Just because I may learn some small things that probably does not affect me directly and additionally receive some news that make my mood worse due to hearing some yet another negative news about bad stuff / politics / yada yada, what's the point?
80% of the news I read is HN and some programming related websites and whenever I jump into "mainstream" media, then I feel like I'm reading some shit - click baits, tragedies, controversial stuff, drama seeking, celebrities
it's irrelevant for me
There's a profound difference in what you get out of a curated editorial in the Economist and the talking heads on Fox News.
I'd argue the former has tremendous value and isn't presented in a way that pokes at our anxieties.
Best case scenario is that you are shown a select few fragments of reality, strategically arranged. Worst case scenario is the fragments themselves are questionable.
I don't feel like someone is trying to inform me when I watch the news. I feel like someone is trying to manipulate me.
1) Things happen around the world that you can't observe.
2) People need to participate in democracy for democracy to work.
3) Things that happen elsewhere might affect things locally through latter order effects.

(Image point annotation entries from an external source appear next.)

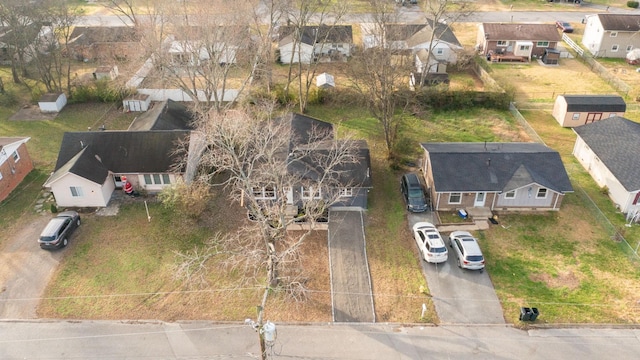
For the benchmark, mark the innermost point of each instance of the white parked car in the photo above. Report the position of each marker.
(467, 250)
(430, 243)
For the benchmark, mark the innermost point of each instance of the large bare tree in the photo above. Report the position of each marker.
(281, 175)
(380, 71)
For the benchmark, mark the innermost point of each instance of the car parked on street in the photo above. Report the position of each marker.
(468, 253)
(57, 232)
(413, 193)
(430, 243)
(564, 26)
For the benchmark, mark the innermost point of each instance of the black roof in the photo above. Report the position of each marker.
(166, 115)
(123, 151)
(600, 103)
(616, 142)
(495, 167)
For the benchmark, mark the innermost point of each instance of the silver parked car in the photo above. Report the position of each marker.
(467, 250)
(57, 232)
(430, 243)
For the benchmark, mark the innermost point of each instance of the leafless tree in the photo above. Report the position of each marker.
(380, 72)
(324, 16)
(263, 161)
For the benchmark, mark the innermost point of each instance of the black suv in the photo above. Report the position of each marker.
(413, 193)
(57, 232)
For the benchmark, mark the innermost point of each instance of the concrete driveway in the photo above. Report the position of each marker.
(460, 296)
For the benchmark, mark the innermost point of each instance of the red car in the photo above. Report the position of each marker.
(564, 26)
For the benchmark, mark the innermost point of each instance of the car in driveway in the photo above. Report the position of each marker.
(430, 243)
(57, 232)
(564, 26)
(468, 253)
(413, 193)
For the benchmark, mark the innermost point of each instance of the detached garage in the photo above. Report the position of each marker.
(52, 102)
(576, 110)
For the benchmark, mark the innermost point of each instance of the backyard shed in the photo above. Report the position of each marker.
(136, 102)
(576, 110)
(52, 102)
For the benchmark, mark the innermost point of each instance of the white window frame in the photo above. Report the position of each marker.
(76, 191)
(543, 191)
(346, 192)
(310, 193)
(264, 192)
(157, 179)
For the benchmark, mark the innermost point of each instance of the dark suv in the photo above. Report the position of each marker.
(57, 232)
(413, 193)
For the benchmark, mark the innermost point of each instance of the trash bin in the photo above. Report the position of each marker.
(525, 314)
(534, 314)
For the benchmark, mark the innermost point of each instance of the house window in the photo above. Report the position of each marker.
(310, 193)
(264, 193)
(76, 191)
(157, 179)
(346, 192)
(542, 193)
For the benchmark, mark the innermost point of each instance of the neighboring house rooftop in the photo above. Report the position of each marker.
(533, 32)
(166, 115)
(495, 167)
(323, 34)
(582, 103)
(125, 151)
(89, 35)
(620, 22)
(442, 32)
(616, 142)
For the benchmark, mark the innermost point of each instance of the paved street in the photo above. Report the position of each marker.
(200, 340)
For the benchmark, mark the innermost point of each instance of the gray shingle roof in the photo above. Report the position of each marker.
(610, 103)
(532, 32)
(620, 22)
(125, 151)
(616, 142)
(495, 167)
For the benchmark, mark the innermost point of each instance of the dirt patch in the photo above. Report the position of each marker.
(566, 279)
(32, 113)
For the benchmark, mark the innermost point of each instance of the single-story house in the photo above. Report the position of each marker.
(104, 43)
(611, 35)
(509, 41)
(315, 43)
(52, 102)
(576, 110)
(497, 176)
(608, 151)
(91, 164)
(15, 163)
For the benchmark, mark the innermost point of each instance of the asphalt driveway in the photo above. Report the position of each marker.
(460, 296)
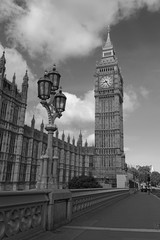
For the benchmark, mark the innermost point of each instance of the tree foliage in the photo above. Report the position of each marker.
(83, 182)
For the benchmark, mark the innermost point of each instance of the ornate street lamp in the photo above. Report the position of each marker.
(54, 102)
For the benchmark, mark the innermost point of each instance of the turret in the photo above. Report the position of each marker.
(68, 138)
(33, 122)
(25, 87)
(79, 142)
(63, 136)
(42, 126)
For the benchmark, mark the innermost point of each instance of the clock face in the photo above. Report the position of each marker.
(106, 81)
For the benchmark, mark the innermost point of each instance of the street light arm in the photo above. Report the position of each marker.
(52, 113)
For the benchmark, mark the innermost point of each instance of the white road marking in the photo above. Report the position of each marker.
(114, 229)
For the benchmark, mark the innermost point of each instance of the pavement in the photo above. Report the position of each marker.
(133, 218)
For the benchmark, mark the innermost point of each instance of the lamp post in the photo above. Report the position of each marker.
(54, 102)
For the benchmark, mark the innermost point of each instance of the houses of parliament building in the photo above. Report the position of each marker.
(21, 146)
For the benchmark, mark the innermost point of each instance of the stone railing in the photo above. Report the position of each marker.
(22, 211)
(24, 214)
(86, 200)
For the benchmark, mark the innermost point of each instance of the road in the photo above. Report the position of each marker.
(134, 218)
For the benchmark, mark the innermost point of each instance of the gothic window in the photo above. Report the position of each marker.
(12, 143)
(34, 163)
(15, 115)
(35, 150)
(22, 172)
(1, 139)
(33, 173)
(9, 169)
(3, 110)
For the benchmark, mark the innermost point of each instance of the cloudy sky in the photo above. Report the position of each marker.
(38, 33)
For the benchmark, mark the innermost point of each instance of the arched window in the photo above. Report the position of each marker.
(15, 115)
(3, 110)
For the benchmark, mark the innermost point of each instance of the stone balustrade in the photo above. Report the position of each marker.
(21, 212)
(88, 199)
(35, 211)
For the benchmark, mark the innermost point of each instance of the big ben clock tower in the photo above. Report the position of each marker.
(109, 158)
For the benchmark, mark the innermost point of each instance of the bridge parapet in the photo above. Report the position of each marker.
(21, 212)
(88, 199)
(24, 214)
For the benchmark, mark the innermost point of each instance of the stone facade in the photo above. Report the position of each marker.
(21, 146)
(109, 158)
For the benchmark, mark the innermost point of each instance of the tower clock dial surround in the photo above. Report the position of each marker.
(106, 81)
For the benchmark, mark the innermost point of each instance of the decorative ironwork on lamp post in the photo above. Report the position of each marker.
(54, 102)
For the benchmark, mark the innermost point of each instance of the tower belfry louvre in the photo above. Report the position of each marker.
(109, 158)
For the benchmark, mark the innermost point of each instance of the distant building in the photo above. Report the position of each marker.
(21, 146)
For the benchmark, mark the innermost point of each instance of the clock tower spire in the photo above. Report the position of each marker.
(109, 158)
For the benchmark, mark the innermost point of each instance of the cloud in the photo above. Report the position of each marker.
(144, 92)
(15, 63)
(57, 30)
(79, 114)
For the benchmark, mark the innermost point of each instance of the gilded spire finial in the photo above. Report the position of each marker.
(108, 43)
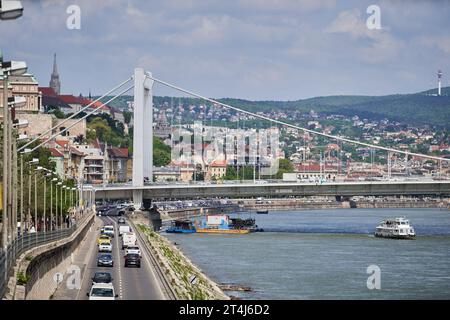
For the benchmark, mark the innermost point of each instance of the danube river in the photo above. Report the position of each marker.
(324, 254)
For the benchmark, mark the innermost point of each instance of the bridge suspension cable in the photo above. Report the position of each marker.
(40, 136)
(295, 126)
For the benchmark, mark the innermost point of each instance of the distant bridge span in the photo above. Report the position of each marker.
(248, 190)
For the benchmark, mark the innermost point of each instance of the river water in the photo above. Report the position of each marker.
(324, 254)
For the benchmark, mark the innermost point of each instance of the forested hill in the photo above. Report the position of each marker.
(415, 109)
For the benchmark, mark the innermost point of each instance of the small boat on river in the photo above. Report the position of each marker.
(398, 228)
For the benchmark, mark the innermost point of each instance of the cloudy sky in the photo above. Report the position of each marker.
(251, 49)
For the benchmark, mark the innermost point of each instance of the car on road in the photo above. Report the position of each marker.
(124, 229)
(109, 230)
(133, 249)
(132, 259)
(105, 260)
(103, 239)
(105, 247)
(128, 239)
(102, 291)
(102, 277)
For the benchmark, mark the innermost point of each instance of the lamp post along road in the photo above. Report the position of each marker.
(35, 205)
(56, 204)
(21, 196)
(5, 166)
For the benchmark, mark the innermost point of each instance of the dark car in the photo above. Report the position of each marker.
(102, 277)
(105, 260)
(132, 259)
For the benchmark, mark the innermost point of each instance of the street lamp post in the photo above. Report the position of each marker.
(61, 207)
(51, 203)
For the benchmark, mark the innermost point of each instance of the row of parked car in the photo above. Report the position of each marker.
(102, 282)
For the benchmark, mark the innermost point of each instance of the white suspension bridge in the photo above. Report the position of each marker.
(142, 82)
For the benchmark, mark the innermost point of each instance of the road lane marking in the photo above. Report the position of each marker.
(118, 257)
(87, 261)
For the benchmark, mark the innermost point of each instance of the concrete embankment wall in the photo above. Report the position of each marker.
(43, 263)
(186, 280)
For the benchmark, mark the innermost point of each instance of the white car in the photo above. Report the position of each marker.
(124, 229)
(133, 249)
(128, 240)
(109, 230)
(102, 291)
(105, 247)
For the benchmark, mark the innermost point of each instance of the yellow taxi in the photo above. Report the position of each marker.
(104, 239)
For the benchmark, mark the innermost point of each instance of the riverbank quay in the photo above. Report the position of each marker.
(186, 280)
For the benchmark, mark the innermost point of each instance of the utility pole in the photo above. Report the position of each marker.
(389, 165)
(5, 167)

Can we agree on those assumptions?
If so, you may need to keep at least somewhat up to date on current events. How would you do so without news?
Further; painting all "news" with the same brush is getting real old. It's not a single organism.
Kind of
1 - Sure. But the idea that your news of choice gives you a representative, unbiased picture of that is laughable.
2 - I disagree. Casting ballots to potentially swap heads of governments - who are largely symbolic and functionally impotent - barely qualifies as participating at all. Power in modern democracies spread very thin, and most of it is not elected.
3 - Sure, I suppose.
Books might capture the feelings of now: 1984 wasn't making predictions, but illustrated the concerns of the current time. Same for the things in "A Brave new World".
Reading books about the history of cooking isn't going to give you much of a worldview, nor is it going to prepare you for a government restricting your ability to get birth control, abortion, or sterilization surgeries. Books also aren't worth much if you don't reflect on them - but once you do reflect, they aren't realistically all that much better or worse than other artistic mediums and you don't even have to read the books to get advantages (some visual adaptations are good, and there are always audiobooks too).
It isn't to say that you cannot learn from them, but it isn't the same sort of information.
An exercise I came up with years ago: On a piece of paper write down the most important issues in the world. If they match the exposure that the typical news media provides, then you've lost the ability to have an independent perspective.
There is nothing actionable to be gained from the news. In a tragedy, victims have victim shit to do. They aren't learning what to do next by watching NBC. The authorities local to the incident manage the situation.